Company
International SOS is looking to recruit a 6-month Data Analysis Intern to support in an upcoming project, an internal initiative aimed at conducting an in-depth analysis of high-cost medical conditions using proprietary health data sets from the past year. The project will support strategic decision-making by identifying cost drivers and patterns in medical claims.
The Role
Work in close supervision by the project leadership manager.
Build and evaluate an NLP/LLM-assisted pipeline to automatically map messy medical descriptions/claims text to ICD-10 (simplified), with measurable accuracy and human-in-the-loop validation.
Data understanding and labeling applied to NLP/LLM approach in collaboration with Intl.SOS health expert for review. Review and code health and claims records using simplified ICD-10 coding system.
Extract and organize relevant data to associate costs claimed with ICD-coded health files.
Perform data analysis to identify trends and insights related to high-cost medical conditions.
Ensure strict compliance with the organization’s confidentiality and privacy policies.
Prepare reports and dashboards using tools such as Excel and Power BI.
Communicate findings clearly in English (written and verbal).
Why Join Us?
Gain hands-on experience in health data analytics within a global organization.
Work on a meaningful project impacting healthcare cost management.
Exposure to advanced tools and real-world data sets.
Requirements
Undergraduates currently pursuing or recently completed a degree in Data Analytics, Health Information Management, Statistics, or related fields.
Possess strong data analysis skills.
Proficiency in Python (pandas) and ability to build a small reproducible NLP pipeline.

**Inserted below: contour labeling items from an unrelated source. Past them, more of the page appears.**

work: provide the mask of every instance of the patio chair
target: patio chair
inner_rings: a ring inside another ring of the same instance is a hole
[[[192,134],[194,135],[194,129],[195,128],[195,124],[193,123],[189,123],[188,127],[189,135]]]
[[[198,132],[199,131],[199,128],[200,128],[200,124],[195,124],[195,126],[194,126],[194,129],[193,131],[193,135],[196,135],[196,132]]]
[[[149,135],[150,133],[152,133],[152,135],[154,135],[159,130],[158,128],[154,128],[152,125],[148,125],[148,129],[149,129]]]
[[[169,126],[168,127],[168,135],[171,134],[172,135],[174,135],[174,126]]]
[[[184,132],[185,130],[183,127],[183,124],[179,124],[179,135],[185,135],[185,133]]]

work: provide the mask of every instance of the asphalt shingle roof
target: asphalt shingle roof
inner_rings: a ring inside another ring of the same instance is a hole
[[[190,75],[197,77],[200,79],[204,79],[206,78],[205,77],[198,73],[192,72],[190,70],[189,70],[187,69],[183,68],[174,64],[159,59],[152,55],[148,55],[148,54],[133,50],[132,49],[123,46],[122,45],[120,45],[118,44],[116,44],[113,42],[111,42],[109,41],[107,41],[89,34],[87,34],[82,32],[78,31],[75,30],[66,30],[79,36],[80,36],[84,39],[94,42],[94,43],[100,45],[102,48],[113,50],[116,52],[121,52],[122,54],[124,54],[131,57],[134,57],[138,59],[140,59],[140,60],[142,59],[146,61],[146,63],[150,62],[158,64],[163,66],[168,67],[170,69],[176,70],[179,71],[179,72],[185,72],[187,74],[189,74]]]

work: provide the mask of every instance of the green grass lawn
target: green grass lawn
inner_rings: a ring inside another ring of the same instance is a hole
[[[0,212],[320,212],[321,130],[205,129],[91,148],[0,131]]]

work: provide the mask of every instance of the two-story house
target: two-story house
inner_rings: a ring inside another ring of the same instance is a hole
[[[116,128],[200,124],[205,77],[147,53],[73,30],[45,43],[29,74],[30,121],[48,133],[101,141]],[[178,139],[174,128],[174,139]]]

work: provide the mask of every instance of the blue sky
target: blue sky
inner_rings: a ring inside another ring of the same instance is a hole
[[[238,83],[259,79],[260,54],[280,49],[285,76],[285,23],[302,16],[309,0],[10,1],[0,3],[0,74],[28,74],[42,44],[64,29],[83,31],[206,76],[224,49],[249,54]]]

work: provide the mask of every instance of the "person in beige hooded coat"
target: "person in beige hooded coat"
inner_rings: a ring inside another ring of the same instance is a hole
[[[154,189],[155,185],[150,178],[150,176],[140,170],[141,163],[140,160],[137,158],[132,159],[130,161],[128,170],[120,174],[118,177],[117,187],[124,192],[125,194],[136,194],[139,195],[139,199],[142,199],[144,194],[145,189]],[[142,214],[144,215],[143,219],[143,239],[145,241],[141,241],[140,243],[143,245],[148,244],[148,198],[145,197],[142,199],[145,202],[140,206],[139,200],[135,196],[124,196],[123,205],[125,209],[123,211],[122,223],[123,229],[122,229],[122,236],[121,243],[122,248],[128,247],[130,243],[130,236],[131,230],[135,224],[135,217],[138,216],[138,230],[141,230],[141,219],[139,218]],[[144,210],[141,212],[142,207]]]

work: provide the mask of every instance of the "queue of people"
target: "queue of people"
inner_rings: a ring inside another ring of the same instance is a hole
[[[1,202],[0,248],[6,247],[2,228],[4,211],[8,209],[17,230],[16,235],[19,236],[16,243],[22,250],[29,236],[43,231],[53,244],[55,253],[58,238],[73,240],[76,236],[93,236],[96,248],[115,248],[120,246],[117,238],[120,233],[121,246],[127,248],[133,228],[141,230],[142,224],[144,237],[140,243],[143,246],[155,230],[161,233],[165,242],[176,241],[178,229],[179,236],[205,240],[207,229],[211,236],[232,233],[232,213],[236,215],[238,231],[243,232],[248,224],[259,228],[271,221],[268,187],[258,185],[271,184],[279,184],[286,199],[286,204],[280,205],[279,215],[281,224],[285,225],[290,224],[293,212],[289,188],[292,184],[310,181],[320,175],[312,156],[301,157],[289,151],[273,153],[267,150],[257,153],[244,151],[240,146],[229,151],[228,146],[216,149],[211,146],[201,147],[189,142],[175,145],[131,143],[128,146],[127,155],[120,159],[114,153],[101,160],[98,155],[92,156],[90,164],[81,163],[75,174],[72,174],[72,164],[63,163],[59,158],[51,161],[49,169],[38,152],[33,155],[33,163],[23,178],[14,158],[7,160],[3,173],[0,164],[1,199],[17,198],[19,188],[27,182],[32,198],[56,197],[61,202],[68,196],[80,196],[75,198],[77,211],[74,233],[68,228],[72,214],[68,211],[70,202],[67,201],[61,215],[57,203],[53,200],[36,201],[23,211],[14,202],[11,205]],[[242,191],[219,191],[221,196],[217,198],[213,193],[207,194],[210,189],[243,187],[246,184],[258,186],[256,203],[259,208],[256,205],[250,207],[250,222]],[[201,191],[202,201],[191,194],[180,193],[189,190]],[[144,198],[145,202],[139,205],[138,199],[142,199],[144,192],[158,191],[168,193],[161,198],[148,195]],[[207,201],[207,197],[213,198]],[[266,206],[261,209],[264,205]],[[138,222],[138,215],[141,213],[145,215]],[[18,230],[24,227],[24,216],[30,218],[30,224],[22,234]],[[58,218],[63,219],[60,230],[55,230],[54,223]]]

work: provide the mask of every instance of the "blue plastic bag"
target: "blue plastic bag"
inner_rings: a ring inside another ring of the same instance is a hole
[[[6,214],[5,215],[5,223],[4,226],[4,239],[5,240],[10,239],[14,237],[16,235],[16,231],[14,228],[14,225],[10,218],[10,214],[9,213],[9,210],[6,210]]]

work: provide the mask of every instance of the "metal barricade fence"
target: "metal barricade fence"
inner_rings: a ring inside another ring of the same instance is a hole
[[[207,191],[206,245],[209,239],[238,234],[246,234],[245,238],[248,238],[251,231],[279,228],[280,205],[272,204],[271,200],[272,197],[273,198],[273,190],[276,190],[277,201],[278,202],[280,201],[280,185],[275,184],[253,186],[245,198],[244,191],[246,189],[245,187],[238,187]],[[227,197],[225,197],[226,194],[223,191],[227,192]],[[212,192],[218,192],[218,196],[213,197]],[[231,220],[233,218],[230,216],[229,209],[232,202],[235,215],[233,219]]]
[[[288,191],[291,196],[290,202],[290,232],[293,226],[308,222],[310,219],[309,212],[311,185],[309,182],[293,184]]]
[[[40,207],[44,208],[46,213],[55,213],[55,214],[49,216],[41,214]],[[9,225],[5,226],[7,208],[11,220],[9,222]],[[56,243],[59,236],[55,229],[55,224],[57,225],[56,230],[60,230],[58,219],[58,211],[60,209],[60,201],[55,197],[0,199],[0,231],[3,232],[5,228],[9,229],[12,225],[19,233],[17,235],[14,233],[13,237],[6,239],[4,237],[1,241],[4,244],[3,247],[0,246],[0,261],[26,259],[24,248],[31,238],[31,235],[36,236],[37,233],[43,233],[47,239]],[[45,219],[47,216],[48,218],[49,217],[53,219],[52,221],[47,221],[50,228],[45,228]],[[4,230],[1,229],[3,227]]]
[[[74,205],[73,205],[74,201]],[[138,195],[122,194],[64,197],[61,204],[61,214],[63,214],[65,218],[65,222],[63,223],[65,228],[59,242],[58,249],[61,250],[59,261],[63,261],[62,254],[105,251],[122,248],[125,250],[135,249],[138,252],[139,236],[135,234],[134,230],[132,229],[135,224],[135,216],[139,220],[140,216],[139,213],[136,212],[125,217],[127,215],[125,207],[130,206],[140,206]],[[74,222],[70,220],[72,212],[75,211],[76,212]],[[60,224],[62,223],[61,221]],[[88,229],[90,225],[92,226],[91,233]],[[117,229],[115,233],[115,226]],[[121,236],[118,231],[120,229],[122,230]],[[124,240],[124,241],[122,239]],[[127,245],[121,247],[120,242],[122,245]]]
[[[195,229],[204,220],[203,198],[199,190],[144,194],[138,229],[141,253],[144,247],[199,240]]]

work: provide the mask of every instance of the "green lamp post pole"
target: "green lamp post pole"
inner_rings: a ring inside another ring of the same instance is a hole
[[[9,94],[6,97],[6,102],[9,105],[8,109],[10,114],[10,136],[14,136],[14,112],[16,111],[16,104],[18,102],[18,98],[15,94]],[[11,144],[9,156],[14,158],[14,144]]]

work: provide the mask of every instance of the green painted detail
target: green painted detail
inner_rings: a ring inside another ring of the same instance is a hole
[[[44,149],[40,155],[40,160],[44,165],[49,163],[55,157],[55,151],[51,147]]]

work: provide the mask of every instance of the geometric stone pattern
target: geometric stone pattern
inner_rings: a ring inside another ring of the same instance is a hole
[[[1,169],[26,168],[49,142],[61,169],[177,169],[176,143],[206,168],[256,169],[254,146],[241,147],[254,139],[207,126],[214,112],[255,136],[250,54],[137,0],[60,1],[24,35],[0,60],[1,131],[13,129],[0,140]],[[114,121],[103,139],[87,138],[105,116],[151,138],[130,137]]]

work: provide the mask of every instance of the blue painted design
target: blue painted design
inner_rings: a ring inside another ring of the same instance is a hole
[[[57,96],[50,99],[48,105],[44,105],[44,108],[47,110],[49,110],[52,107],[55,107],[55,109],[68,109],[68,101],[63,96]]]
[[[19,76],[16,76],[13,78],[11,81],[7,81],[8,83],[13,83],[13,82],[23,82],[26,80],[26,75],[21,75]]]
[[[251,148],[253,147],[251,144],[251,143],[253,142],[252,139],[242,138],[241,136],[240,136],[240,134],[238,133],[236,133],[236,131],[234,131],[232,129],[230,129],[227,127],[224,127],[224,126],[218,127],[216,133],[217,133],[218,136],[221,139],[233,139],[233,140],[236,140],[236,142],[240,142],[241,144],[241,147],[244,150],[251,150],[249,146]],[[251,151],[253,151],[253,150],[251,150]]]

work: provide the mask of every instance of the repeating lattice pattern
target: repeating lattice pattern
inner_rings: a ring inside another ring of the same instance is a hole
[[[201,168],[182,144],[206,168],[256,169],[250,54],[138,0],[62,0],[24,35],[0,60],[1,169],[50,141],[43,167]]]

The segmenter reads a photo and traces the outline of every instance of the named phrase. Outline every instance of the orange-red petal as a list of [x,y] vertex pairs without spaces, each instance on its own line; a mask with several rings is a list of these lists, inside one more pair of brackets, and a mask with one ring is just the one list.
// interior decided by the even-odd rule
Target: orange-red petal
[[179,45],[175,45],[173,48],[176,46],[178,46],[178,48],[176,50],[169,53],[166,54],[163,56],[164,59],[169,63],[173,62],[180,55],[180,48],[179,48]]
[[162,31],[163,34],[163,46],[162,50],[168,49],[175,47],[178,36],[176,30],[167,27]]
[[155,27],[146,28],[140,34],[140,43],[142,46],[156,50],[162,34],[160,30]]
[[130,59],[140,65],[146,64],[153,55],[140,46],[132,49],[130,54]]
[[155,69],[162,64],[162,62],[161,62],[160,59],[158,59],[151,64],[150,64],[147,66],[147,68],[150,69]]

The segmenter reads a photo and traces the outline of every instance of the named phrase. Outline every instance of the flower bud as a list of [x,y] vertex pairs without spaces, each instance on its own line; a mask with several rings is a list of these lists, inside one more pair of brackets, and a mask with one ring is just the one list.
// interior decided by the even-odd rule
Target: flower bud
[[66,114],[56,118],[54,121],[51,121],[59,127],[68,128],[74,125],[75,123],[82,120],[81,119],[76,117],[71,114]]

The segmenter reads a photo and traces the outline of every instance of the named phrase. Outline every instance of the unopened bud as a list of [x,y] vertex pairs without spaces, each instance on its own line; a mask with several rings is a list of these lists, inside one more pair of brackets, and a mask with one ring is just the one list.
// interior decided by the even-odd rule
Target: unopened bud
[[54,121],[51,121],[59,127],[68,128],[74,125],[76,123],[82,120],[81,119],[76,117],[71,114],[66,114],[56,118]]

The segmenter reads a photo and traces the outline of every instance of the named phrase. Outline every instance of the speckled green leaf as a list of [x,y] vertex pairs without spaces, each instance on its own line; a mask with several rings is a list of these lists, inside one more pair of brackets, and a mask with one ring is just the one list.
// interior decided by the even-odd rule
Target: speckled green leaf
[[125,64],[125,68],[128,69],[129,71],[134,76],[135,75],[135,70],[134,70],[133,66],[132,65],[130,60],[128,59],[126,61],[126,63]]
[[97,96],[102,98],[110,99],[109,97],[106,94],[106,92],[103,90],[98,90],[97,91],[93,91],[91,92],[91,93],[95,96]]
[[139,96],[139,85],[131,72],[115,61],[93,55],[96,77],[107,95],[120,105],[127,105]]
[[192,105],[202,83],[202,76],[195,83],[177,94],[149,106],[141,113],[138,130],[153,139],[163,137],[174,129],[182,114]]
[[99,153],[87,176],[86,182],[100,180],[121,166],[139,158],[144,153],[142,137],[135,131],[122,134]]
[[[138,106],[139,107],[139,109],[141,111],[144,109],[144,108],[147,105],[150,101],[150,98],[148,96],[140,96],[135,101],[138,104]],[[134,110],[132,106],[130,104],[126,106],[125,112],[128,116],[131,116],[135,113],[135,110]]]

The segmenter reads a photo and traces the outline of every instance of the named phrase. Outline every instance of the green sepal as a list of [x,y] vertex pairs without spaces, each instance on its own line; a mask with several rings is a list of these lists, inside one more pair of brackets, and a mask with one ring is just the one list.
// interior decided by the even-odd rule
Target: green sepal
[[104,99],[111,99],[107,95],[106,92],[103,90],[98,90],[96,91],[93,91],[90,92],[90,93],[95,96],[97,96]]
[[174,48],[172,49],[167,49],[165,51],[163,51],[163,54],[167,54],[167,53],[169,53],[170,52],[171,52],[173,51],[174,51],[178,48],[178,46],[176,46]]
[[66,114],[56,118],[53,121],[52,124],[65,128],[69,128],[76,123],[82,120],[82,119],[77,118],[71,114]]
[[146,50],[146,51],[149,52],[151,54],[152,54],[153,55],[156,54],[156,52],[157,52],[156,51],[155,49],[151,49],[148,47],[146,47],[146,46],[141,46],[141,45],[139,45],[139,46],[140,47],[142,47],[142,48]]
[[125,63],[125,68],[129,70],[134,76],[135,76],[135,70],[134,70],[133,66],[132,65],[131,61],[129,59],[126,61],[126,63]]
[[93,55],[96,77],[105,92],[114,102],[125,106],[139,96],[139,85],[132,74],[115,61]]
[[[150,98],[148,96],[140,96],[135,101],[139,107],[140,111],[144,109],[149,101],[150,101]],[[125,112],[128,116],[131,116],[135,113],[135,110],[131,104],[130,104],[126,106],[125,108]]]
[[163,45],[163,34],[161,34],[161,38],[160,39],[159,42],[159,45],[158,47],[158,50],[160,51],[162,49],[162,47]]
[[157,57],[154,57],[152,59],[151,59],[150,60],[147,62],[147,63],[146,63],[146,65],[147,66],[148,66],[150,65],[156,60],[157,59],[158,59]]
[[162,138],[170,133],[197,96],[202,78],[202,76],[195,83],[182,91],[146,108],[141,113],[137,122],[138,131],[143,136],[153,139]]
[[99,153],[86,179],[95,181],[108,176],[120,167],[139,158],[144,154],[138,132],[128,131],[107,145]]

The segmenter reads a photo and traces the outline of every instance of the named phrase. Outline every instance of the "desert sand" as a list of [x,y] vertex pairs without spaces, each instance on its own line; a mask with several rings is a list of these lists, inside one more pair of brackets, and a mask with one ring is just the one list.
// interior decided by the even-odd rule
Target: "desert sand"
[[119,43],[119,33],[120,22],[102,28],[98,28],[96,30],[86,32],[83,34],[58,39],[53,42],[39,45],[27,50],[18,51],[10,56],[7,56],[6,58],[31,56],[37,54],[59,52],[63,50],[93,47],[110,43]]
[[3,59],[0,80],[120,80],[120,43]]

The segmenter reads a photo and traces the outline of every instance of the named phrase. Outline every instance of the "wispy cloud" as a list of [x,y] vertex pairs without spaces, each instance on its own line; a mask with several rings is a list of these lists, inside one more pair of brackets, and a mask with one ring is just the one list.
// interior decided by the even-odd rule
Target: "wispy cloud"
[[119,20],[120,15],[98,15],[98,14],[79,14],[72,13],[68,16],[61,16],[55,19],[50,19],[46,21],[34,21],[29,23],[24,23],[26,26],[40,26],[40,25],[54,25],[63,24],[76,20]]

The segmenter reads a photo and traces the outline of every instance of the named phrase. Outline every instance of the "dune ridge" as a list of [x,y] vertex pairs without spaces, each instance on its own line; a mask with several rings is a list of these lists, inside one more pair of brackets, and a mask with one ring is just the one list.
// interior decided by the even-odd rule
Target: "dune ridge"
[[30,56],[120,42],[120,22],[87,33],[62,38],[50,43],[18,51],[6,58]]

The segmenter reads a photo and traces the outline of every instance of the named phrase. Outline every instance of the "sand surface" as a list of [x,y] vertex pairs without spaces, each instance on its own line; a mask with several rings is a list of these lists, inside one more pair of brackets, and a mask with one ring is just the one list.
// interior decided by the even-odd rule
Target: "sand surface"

Basic knowledge of NLP/LLMs (text classification, embeddings, prompt design).
Familiarity with medical terminology (clinical training not required).
Ability to apply ICD-10 (simplified version) coding to health records.
Proficiency in Excel, Power BI, and email communication tools.
Experience with RAG / vector search and/or tools like spaCy, transformers will be an added advantage.
Familiarity with ICD-10 mapping or medical NLP preferred.